|Topic Review (Newest First)|
|01-20-2013 02:00 PM|
Yes. The work well enough. In general the biological filter aspect of a planted tank is all over the filter, tank, plants, rocks, substrate. Bioballs aren't as important as in a FO tank.
For well planted, reasonably loaded fish tanks, filters are there for circulation and mechanical filtration only.
|01-20-2013 11:48 AM|
|CrypticLifeStyle||I've had better experience using the ceramic rings personally.

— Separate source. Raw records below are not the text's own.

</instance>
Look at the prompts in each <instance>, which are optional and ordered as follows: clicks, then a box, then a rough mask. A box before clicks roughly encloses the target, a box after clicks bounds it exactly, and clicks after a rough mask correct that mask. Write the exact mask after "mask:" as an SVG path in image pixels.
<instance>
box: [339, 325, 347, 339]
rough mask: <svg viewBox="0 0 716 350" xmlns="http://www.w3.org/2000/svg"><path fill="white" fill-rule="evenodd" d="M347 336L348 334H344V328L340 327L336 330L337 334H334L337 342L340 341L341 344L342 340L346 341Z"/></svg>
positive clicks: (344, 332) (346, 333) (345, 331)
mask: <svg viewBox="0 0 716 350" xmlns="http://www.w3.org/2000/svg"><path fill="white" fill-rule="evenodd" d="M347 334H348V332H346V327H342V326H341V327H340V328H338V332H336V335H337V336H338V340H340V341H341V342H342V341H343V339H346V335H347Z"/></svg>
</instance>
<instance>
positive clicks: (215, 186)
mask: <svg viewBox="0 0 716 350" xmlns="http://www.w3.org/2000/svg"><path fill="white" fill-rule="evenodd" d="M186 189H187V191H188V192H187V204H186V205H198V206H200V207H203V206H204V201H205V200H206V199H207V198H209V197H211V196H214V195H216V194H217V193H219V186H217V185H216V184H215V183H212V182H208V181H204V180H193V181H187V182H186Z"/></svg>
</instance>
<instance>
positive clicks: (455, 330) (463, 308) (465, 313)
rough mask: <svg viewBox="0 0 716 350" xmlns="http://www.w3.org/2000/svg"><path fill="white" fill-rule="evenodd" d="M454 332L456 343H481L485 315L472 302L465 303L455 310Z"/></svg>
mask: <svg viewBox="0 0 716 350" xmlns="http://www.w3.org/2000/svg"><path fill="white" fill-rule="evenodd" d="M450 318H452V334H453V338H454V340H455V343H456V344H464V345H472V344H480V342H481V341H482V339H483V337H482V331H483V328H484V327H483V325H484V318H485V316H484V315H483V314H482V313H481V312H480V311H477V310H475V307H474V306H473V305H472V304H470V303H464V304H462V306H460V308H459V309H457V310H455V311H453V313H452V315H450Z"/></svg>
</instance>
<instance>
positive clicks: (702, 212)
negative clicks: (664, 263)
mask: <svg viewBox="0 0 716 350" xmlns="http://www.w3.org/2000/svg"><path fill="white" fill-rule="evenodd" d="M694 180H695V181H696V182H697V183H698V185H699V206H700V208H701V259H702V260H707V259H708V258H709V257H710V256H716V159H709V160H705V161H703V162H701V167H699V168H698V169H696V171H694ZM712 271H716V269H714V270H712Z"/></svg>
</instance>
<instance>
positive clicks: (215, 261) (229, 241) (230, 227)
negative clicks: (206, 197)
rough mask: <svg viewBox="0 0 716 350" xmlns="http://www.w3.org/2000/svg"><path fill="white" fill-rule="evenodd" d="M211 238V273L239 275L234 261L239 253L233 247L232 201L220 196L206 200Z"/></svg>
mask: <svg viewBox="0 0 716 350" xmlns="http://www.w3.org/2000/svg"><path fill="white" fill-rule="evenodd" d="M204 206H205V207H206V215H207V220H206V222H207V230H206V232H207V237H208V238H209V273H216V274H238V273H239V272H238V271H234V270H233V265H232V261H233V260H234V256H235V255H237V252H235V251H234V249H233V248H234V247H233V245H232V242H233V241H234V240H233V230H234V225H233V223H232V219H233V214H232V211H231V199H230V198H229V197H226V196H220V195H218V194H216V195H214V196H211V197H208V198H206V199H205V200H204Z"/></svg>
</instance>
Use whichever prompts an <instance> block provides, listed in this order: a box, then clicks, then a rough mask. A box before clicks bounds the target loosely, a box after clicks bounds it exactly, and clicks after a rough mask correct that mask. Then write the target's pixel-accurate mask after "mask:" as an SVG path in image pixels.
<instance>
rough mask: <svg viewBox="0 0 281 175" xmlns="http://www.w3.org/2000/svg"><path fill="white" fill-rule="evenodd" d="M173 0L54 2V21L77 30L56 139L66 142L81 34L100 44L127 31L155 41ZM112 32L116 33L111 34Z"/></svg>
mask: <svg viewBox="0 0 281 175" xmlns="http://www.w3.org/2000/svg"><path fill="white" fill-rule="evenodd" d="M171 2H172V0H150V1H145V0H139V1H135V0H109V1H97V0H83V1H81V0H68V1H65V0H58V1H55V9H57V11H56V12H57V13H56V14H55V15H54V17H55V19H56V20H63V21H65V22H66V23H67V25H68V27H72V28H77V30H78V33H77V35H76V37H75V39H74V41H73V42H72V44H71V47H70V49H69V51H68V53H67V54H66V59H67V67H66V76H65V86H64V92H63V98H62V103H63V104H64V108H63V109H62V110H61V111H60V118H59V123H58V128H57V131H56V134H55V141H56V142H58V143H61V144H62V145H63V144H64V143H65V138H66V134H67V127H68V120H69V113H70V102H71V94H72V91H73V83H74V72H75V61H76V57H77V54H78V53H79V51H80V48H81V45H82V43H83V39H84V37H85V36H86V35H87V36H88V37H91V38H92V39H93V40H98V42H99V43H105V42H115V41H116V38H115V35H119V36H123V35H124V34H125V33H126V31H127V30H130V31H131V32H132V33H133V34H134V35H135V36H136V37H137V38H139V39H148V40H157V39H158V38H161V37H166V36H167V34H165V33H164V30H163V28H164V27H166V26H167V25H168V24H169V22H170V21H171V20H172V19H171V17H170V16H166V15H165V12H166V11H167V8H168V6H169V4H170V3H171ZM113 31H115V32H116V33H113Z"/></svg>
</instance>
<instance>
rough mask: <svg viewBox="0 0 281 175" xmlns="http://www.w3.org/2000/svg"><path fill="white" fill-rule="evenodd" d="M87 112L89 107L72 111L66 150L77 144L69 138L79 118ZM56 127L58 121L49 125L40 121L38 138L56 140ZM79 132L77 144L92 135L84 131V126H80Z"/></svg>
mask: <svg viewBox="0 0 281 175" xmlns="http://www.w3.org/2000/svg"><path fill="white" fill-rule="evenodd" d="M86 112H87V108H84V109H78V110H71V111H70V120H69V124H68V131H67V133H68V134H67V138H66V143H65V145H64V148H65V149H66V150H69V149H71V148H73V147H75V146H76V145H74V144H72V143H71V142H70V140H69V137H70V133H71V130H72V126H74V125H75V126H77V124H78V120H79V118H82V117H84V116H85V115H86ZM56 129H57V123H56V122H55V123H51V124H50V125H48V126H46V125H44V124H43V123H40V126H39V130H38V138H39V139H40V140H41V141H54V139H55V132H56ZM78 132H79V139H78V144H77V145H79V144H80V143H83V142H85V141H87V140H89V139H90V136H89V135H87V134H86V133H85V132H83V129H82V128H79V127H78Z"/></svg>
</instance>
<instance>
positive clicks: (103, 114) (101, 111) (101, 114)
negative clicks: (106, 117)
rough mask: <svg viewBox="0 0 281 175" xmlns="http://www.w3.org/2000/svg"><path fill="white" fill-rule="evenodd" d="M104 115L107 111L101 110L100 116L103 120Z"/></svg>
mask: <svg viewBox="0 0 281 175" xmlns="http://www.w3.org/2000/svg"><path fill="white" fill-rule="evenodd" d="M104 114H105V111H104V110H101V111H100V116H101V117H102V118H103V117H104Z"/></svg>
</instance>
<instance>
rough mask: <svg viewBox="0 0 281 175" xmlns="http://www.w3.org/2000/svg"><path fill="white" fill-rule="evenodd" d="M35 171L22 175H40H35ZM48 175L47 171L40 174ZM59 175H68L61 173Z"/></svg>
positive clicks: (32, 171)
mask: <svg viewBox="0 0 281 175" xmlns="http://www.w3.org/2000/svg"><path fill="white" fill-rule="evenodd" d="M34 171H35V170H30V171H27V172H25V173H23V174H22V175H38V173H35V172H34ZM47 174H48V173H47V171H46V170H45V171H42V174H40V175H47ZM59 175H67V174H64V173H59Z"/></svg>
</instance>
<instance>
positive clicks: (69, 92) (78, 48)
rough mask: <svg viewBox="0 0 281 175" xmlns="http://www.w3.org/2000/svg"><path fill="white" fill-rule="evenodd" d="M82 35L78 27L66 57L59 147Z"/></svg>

The mini size bio balls aren't bad but the ceramic rings like fluval sells have more of a porous nature to it to maximize bacteria growth, a little easier to clean as well.|
|01-19-2013 12:42 PM|
|Paxx||I've used these in assorted canister filters for years on my 55g. They provide surface area and flow seems alright for me. They probably are not the best "most surface area" and they probably do work better in a wet-dry, but for me they work well, are easy to clean, and I had them on hand.|
|01-19-2013 05:58 AM|
Bio-Balls in a canister filter?
Has anyone used bio-balls in canister filter? I have a box of these http://www.amazon.com/Marineland-PA1.../dp/B000NRXB5G that I was thinking about using in a canister filter. I've read some opinions that say bio-balls are really only good in a wet-dry. Marineland sells this product for use in its canister filters, so I question why some would say bio-balls are no good for canisters. Should I stick to the ceramic rings type media? I am looking for feedback from people who have actually used this product or similar product in a canister filter.